More than 90% of cultural items at Danish stock exchange rescued from fire

More than 90% of cultural items at Danish stock exchange rescued from fire

As fire tore through Copenhagen’s Old Stock Exchange in mid-April, many people in the Danish capital rushed toward the flames and emerged carrying paintings, sculptures and other important items of Denmark’s cultural heritage.

Seven weeks on and with about half the 17th-century building destroyed, including its dragon-tail spire, Denmark’s culture minister Jakob Engel-Schmidt said that more than 90% of the building’s cultural objects had been rescued.

“People from the fire brigade, employees and volunteers just coming out of the streets were helping to save the artworks,” Mr Engel-Schmidt told The Associated Press.

“More than 350 artefacts and paintings were saved from the fire.”

Denmark Fire Recovered Art
National Museum of Denmark paintings conservator Nina Wajnman (James Brooks/AP)

Mr Engel-Schmidt said some items could not be saved, including a sculpture too heavy for rescuers to lift, and artworks painted directly on the building’s walls.

The sculpture was a copy of work by Danish neo-classicist artist Bertel Thovaldsen of King Christian IV who died in 1648. The king is credited with having had the Old Stock Exchange built.

The saved objects are now stored in an air-conditioned National Museum warehouse in Vinge near Frederikssund, about 22 miles, northwest of Copenhagen.

The facility is surrounded by fences, moats, and thick concrete walls.

“Some of the 170 paintings are being restored right now,” Mr Engel-Schmidt said. “Others are in a very good quality and will be on loan to different museums in the months to come so the public and the Danish people can enjoy them again.”

Denmark Fire Recovered Art
A painting saved from the fire is displayed at the National Museum’s warehouse in Vinge (Ida Marie Odgaard/Ritzau Scanpix/AP)

As fire tore through the more than-400-year-old building, even Brian Mikkelsen, chief executive of Denmark’s Chamber of Commerce, which owns the building, ventured in to rescue the art.

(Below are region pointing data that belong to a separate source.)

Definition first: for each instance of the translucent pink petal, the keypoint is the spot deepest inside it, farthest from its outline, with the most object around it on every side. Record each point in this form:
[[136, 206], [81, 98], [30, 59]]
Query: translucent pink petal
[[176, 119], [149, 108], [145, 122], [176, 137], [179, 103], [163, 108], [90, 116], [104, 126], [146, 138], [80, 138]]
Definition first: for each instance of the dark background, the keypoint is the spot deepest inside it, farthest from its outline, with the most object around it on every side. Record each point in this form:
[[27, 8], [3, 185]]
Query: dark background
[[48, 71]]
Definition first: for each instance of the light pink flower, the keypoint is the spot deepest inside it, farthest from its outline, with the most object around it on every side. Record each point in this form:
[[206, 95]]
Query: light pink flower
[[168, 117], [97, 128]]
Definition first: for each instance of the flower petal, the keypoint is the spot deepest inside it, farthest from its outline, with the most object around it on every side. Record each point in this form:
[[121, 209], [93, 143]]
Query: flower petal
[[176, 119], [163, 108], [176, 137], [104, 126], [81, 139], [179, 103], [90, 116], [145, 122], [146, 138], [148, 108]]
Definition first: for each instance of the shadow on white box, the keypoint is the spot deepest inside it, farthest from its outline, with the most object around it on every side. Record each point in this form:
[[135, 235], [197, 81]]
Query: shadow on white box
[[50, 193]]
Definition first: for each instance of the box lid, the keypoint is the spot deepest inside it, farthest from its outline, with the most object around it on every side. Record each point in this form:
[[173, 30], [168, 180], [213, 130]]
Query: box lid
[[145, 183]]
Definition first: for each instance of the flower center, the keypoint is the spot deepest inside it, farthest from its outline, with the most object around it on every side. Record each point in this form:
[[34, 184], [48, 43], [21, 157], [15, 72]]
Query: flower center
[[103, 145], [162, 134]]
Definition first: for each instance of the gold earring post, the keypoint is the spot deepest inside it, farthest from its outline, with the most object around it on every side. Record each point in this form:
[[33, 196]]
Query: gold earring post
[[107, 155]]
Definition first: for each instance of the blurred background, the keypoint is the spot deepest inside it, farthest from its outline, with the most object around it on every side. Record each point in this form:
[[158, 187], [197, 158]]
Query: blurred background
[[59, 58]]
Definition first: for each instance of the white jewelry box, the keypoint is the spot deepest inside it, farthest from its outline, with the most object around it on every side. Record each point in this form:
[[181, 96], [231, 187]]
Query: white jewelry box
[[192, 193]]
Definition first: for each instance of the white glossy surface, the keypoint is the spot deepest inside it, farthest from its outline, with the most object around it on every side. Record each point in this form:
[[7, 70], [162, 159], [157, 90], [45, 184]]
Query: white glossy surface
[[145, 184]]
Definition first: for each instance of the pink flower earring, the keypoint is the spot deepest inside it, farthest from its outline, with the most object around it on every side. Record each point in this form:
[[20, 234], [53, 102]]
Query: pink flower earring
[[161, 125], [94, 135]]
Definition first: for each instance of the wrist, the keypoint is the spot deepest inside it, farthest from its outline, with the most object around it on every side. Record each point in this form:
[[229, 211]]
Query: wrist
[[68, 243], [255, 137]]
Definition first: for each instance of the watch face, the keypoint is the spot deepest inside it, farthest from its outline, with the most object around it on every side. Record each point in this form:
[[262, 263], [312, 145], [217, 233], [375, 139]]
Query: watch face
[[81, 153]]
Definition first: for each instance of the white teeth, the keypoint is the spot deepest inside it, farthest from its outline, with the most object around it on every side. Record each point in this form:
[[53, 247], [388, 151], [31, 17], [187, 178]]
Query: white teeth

Thanks to a carefully created “heritage plan” that listed the most important paintings and sculptures, Mr Mikkelsen knew exactly what to prioritise: a huge painting titled From Copenhagen Stock Exchange by Danish artist P.S. Kroyer.

Completed in 1895, it depicts around 50 men in top hats gathered in the stock exchange’s Great Hall.

“That one was number one,” Mr Mikkelsen said of the painting, which he called a national icon by one of the country’s most famous painters.

He said it “symbolises the rise of Danish industry, society, welfare society and business society”.

Denmark Fire Recovered Art
The outer wall of the Stock Exchange collapsed (Thomas Traasdahl/Ritzau Scanpix/AP)

The cause of the April 16 fire is still under investigation, but it is believed to have started on the roof while it was wrapped in scaffolding because of continuing renovations.

Two days later, a large section of the building’s outer wall collapsed inwards.

Mr Mikkelsen has vowed repeatedly to rebuild the 1615 building, considered a leading example of Dutch Renaissance style in Denmark.

Such a project could take five years or more. Mr Mikkelsen said the financing was in order but did not say how much money had been raised.

Many paintings did not emerge from the fire unscathed, said Nina Wajnman, a paintings conservator with Denmark’s National Museum. She said several suffered water damage from firefighters’ hoses.

The fire in Copenhagen was reminiscent of an April 2019 blaze at Notre Dame in Paris. The 800-year-old cathedral also lost its spire. Its partial restoration is expected to be completed this year.